Bridge loans are high-interest-rate; short-term investments that will help real estate investors close on a property purchase deal faster than waiting for the banks to process the loans which may take a lot of time. The borrower uses the long-term funding to pay back the bridge loans he obtained when buying the property. However, borrowers will pay higher interest rates for the bridge loans. Clopton Capital is a reputable commercial bridge loan service provider who can lend more than $40 million.

 

Advantages Provided by the Commercial Bridge Loans

 

Fast Execution

As mentioned earlier, traditional financial institutions are not flexible enough to respond promptly when an opportunity to buy property rises briefly. Bridge loans are processed faster to help investors take advantage of emerging property offers. This gives you an additional investment while you wait for other properties to sell.

 

Filling the Gap

A bridge loan offers you the required funding while you wait for your other properties to be sold in the market. They provide quick capital to help investors to purchase properties that are auctioned off or properties that have several offers and cannot be settled using a contingency-based bidding. A foreclosed real estate may be on the market and requires swift action.

 

Partner Buyout

Bridge loans are used to buy out business partners who wish to pursue other business opportunities elsewhere, which is beneficial to you as the sole proprietor of the business. In this case, funds may first be obtained using a mortgage loan. The lender finally becomes your investment partner. And we all understand that partnerships do not last for long. However, many lenders will check the creditworthiness of the borrower before giving out the loan.

 

Flexible payback

In some instances, your collateral will have large interest reserves to help you obtain a higher loan amount.
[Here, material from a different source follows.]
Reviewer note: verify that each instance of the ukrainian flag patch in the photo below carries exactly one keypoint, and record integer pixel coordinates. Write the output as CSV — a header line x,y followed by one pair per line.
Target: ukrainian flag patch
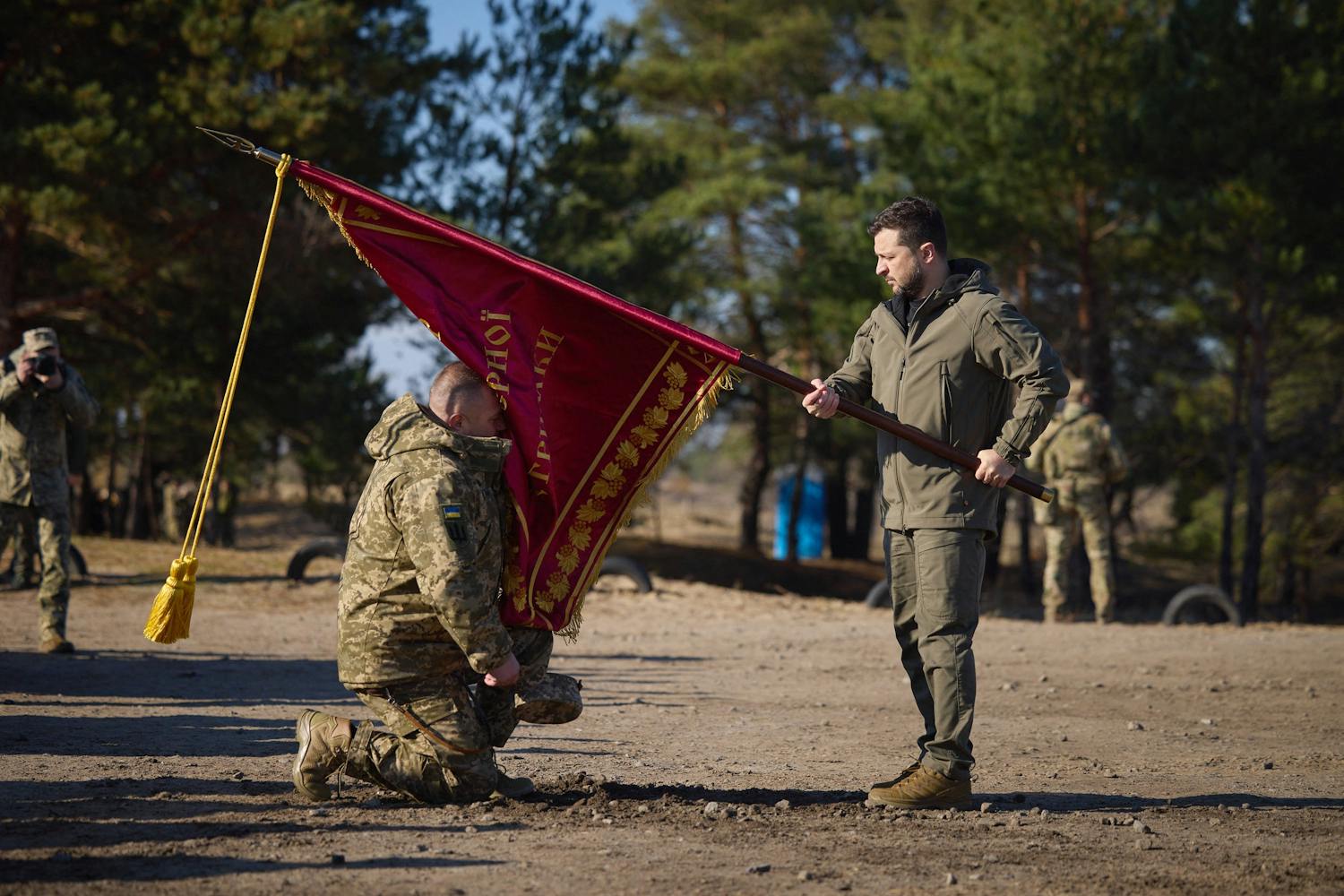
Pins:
x,y
453,521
Some lenders will also give you flexible repayment plans.

 

Opportunity and Timing

Take a moment to think about this- let’s say that you are a real estate investor and you have come across a lifetime opportunity to buy rental properties – you move around looking for funding, but unfortunately, you realize that even if you obtain that lender for the specific rental properties- the opportunity to purchase these properties will have vanished by the time your financier will have completed doing due diligence on your proposed rental properties. That is one of the advantages that you will get by using commercial bridge loans. With these quick bridge loans you will not feel guilty that you missed an opportunity to buy any prime commercial or residential property. This implies that you will be able to seize any opportunities that arise using bridge loans.

 

Flexibility and Adaptability

Bridge loans are generally more flexible than the conventional loans from financial situations. Investors can rest assured that they will not miss any opportunity when depending on bridge loans for financing because they are processed faster and on time.

 

Applying for loans from traditional financial institutions like banks can be stressful and complicated, particularly for first-time property investors. Borrowers are required to submit various documents, including collaterals, job statements, which make the process completely overwhelming. But for bridge loans you do not have to follow so many formalities for your loan is approved.

 

Agile Specifications

Unlike traditional loans, there are no detailed specifications that are set for those who want to acquire a loan; in fact, you can negotiate with lender to give you the loan amount that will suit your business needs.

 

Bridge loans are ideal for property investors who want immediate funding to buy or complete their real estate investments. It allows investors to respond promptly to any real estate opportunity that comes their way. The lenders of these loans understand the importance of timely funding to help you achieve your goals.